Он с усмешкой перебирал в уме эти фразы и сам себе дивился: глянь ты, какая штука! Откуда чего идет! Сроду песен не складывал, а нынче само все складывается, как в песне! Однако вслух этих песенных фраз не сказал. Вслух он совсем уже твердо и веско добавил, когда в толпе мужиков опять все стало потише:
— Кабы мы были дымом, то пролетали бы вместе с нами таким же дымом и фабрики да заводы. Не было бы ни ситчику, ни чего из железа или там чугуна, чтобы кашу сварить. Ни тем более плуга или косилки. Не было бы и народной большой России с рабочим классом. То есть была бы только вон эта трава вокруг, — он кивнул в сторону раскинувшейся за вокзалом степи с невидимыми сейчас березовыми колками. — Ну и, конечно, свой хлеб и, скажем, капуста. А ни гвоздя, ни железины. А над всеми вами сидел бы да понукал какой-нибудь богатей с жандармом. Эти уж верно, не пролетят. Они вопьются в шею трудящихся крепче клеща. Они вам покажут, кто дым, а кто для их буржуйского дела сгодится.

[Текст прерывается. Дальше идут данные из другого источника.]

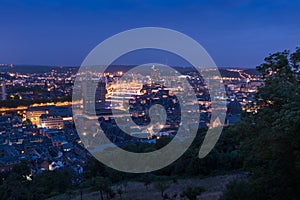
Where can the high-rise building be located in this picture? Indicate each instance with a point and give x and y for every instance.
(155, 75)
(3, 90)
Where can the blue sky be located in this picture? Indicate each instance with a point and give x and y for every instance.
(62, 32)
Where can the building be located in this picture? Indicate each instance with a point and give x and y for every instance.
(33, 113)
(94, 102)
(234, 110)
(3, 90)
(50, 121)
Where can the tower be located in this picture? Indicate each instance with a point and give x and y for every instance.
(93, 102)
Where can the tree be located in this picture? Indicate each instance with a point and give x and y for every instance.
(162, 185)
(192, 192)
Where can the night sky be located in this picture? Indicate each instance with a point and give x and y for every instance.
(236, 33)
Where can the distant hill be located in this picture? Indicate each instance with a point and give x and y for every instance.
(33, 68)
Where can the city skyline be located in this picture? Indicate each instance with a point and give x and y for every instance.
(235, 33)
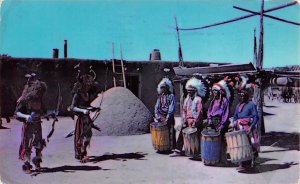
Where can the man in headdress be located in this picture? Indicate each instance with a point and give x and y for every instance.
(192, 114)
(218, 112)
(165, 107)
(246, 118)
(29, 109)
(80, 106)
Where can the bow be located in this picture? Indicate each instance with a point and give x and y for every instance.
(55, 113)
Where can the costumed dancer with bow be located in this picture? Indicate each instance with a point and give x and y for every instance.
(81, 107)
(30, 108)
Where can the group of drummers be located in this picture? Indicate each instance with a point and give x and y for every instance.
(208, 135)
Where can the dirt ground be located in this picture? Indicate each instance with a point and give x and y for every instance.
(131, 159)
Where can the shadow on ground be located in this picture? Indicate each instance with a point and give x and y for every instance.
(290, 141)
(267, 168)
(66, 169)
(123, 157)
(3, 127)
(268, 114)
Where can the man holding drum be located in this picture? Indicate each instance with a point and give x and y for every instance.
(192, 114)
(218, 112)
(246, 118)
(165, 107)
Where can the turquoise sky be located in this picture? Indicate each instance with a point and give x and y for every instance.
(32, 28)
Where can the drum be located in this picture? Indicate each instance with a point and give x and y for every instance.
(191, 142)
(210, 147)
(238, 146)
(160, 136)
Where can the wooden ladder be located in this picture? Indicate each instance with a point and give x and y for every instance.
(118, 70)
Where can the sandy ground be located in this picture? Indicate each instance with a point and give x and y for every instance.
(131, 159)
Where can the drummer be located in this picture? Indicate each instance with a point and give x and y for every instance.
(218, 112)
(165, 107)
(246, 118)
(192, 115)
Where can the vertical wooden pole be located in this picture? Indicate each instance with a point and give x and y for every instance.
(122, 65)
(258, 90)
(180, 55)
(0, 91)
(113, 63)
(181, 96)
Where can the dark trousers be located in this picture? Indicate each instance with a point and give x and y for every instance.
(179, 143)
(172, 135)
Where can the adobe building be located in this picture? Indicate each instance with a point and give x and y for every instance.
(142, 77)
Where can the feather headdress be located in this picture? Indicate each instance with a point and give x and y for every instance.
(198, 85)
(165, 82)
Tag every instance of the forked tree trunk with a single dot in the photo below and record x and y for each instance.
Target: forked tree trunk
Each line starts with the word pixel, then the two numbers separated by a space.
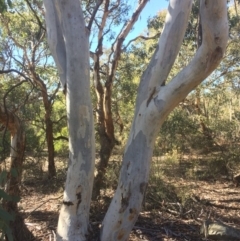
pixel 155 102
pixel 105 123
pixel 68 40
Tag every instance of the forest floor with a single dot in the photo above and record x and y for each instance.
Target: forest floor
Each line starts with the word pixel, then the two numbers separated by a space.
pixel 179 198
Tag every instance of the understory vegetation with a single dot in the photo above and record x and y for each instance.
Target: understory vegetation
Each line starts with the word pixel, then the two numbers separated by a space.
pixel 196 155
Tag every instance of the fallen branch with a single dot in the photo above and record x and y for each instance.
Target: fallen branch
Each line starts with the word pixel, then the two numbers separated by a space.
pixel 219 231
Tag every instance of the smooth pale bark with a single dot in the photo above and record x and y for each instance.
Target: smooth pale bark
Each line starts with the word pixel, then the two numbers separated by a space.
pixel 73 37
pixel 105 121
pixel 155 102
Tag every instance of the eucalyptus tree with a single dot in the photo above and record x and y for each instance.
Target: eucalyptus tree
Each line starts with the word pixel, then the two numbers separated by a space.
pixel 68 38
pixel 26 55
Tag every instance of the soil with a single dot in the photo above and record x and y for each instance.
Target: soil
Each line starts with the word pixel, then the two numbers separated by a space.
pixel 174 208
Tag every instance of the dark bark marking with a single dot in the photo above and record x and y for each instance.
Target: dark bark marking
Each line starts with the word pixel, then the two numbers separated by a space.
pixel 214 58
pixel 151 95
pixel 67 203
pixel 133 213
pixel 179 88
pixel 124 203
pixel 143 187
pixel 121 234
pixel 159 104
pixel 79 196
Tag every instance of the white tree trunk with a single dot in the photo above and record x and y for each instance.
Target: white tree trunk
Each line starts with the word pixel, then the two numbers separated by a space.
pixel 68 41
pixel 155 102
pixel 65 23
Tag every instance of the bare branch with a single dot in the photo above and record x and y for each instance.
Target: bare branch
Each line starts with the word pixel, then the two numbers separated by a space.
pixel 141 37
pixel 121 38
pixel 99 3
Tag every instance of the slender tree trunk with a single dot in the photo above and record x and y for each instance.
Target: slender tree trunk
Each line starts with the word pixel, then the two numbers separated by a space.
pixel 48 123
pixel 105 130
pixel 50 145
pixel 14 125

Так что ни вы без нас, товарищи дорогие, ни мы без вас добра не добьемся, счастливой доли не сыщем. Родниться нам надо. Объединяться. Одной семьей надо жить, вот, брат, какая штука…
В суете и веселье нечаянной ярмарки Антошка Головин чувствовал себя, пожалуй, еще более несчастным, чем оркестранты инженера Свибульского.
И не потому, что не мог отдаться азарту обмена. Для этого у него кое-что все же было. Очень немного, но было. Однако Антошка даже и не стал, в отличие от Зины и Клавы, заниматься ярмарочной сделкой.
Его тяготило и мучало другое.
С недоумением и даже отчаянием он обнаружил, что за месяц с лишним пути от поселка до Славгорода прямо-таки смертельно влюбился сразу в двух — в Катеньку Клетскую и Веронику.
Ее он тоже знал хорошо: красивая, выделяющаяся манерами и нарядами даже среди инженерских дочек, она нередко приходила в заводской клуб на субботние танцевальные вечера.
Ходить туда комсомольцы вначале чурались: буржуйский… американский. Но после закрытия кинотеатра в поселке стало так скучно, что волей-неволей Антошке и его друзьям пришлось вначале настороженно, бочком, но все-таки время от времени заглядывать в этот буржуйский клуб.
Оказалось, что там по субботам буржуев совсем и нет: вместо них толчется много знакомых рабочих ребят и девчат, в том числе комсомолок, и что танцуют они не какие-нибудь чужие, а давно известные танцы — вальс, краковяк, цыганочку.
Большинство рабочих парней стояло вдоль стен, не решаясь приглашать на танец даже знакомых девушек, а тем более таких, как сестры Клетские или Вероника. Вначале не решался на это и Антошка. Но не приметить красивую, рослую девушку он не мог.
Приметить — да… но чтобы влюбиться?! В эту во всем чужую (а что чужая — разумелось само собой) девицу дворянских кровей? Дочь бывшей фрейлины и полковника царской службы? Стыд и позор!
С Катенькой было проще.
Правда, Петр Петрович Клетский тоже из бывших. Но и прежде, а особенно за время общения в пути — многие представления не только о «барышне» Катеньке, но и о «министре планирования и финансов» решительно изменились не только у Антошки, но и у таких надежных партийцев, как Веритеев и другие члены штаба.
В дороге люди узнаются куда как быстрее и непосредственнее, чем в других условиях, — по множеству мелочей. Притворство здесь почти невозможно. А Петр Петрович, не говоря уж о Катеньке, и не думал в чем-нибудь притворяться — Антошка это чувствовал твердо. Наоборот, вел себя по-домашнему просто… В вагоне, где Клетские ехали, ему даже дали прозвище: «Наш шеф-повар», и Петр Петрович явно гордился этим.
На каждой длительной остановке, едва эшелон принимали на запасной путь, что означало стоянку на два- три дня, возле вагонов немедленно начинали пылать костры.